Charles Taylor today said that a 2000 United Nations expert report, which accused him of providing military and financial support to Sierra Leonean rebels in exchange for diamonds, contained an expert who was unfairly biased against Mr. Taylor. He also claimed that his rebel group — which launched a civil war in Liberia in 1989 — got support and equipment from the CIA.
In describing the 2001 United Nations Panel of Experts Report on Gun Running and Diamond Smuggling in Sierra Leone, Mr. Taylor said that he raised alarms when he found out who was appointed as the reporting experts. When Ian Smillie–who in a prior report had accused Mr. Taylor of involvement in diamond-for-arms trade in Sierra Leone– was named an expert, Mr. Taylor wrote a letter to the UN Secretary General questioning Mr. Smillie’s appointment. These concerns, Mr. Taylor said, were ignored by the UN and Mr. Smillie remained on the panel.
Mr. Smillie has already testified as an Expert Witness for the Special Court for Sierra Leone’s prosecution against Mr. Taylor.
“I had concerns about people who had made allegations against Liberia being on the panel. You have already prejudiced the report by doing that,” Mr. Taylor said.
Mr. Taylor accused Great Britain and the United States of manipulating the findings of the by putting pressure on Mr. Smillie, who was their own nominee on the panel.
“Britain and America are bringing the pressure. We know that the pressure is coming on Smillie because of the interest,” Mr. Taylor said. “I am confronted with these people who have already made those allegations even before the panel report is out.”
It was no surprise therefore, Mr. Taylor said, that when the Panel of Expert Report came out, he was accused of active involvement in the provision of financial and military support to the rebels in return for diamonds. Mr. Taylor said that while these allegations were made against him, Britain and the United States failed to provide any “tangible evidence” of his involvement in Sierra Leone.

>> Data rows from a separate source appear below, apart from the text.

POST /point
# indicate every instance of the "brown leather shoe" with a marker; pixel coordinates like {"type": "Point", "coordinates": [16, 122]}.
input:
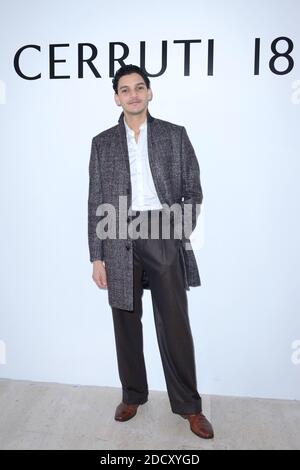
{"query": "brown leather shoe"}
{"type": "Point", "coordinates": [124, 412]}
{"type": "Point", "coordinates": [200, 425]}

The prosecution has alleged that Mr. Taylor was involved in trading diamonds for arms with Revolutionary United Front (RUF) rebels in Sierra Leone. Several prosecution witnesses have testified that RUF rebel commanders took diamonds to Mr. Taylor and in return, he supplied arms and ammunition for use by the RUF rebels. He presently stands accused of bearing responsibility for crimes committed by RUF rebels in Sierra Leone. Mr. Taylor has denied all the allegations against him.
Mr. Taylor’s defense counsel, Courtenay Griffiths, also today read portions of the book “Intervention in Africa” written by former United States Assistant Secretary of State for African Affairs, Herman Cohen. In this book, a whole chapter is dedicated to the conflict in Liberia from the late 1980s to the 1990s. Mr. Cohen states in the book that the United States government, through its Central Intelligence Agency (CIA), provided support to Mr. Taylor’s National Patriotic Front of Liberia (NPFL) rebel group. In his response, Mr. Taylor confirmed that his NPFL indeed received assistance from the United States.
“We were given some very high power technical radios by the embassy [United States], by the CIA at the time, that we used for rapid communications, that we could call almost any where in the world and get to anybody that we wanted to get to on the ground,” Mr. Taylor said.
He explained that the assistance from the United States government was given to the NPFL as a deal to protect United States facilities in Liberia.
Mr. Taylor also accused the United States of providing similar support to other rebel groups in Liberia.
Mr. Taylor’s testimony continues tomorrow.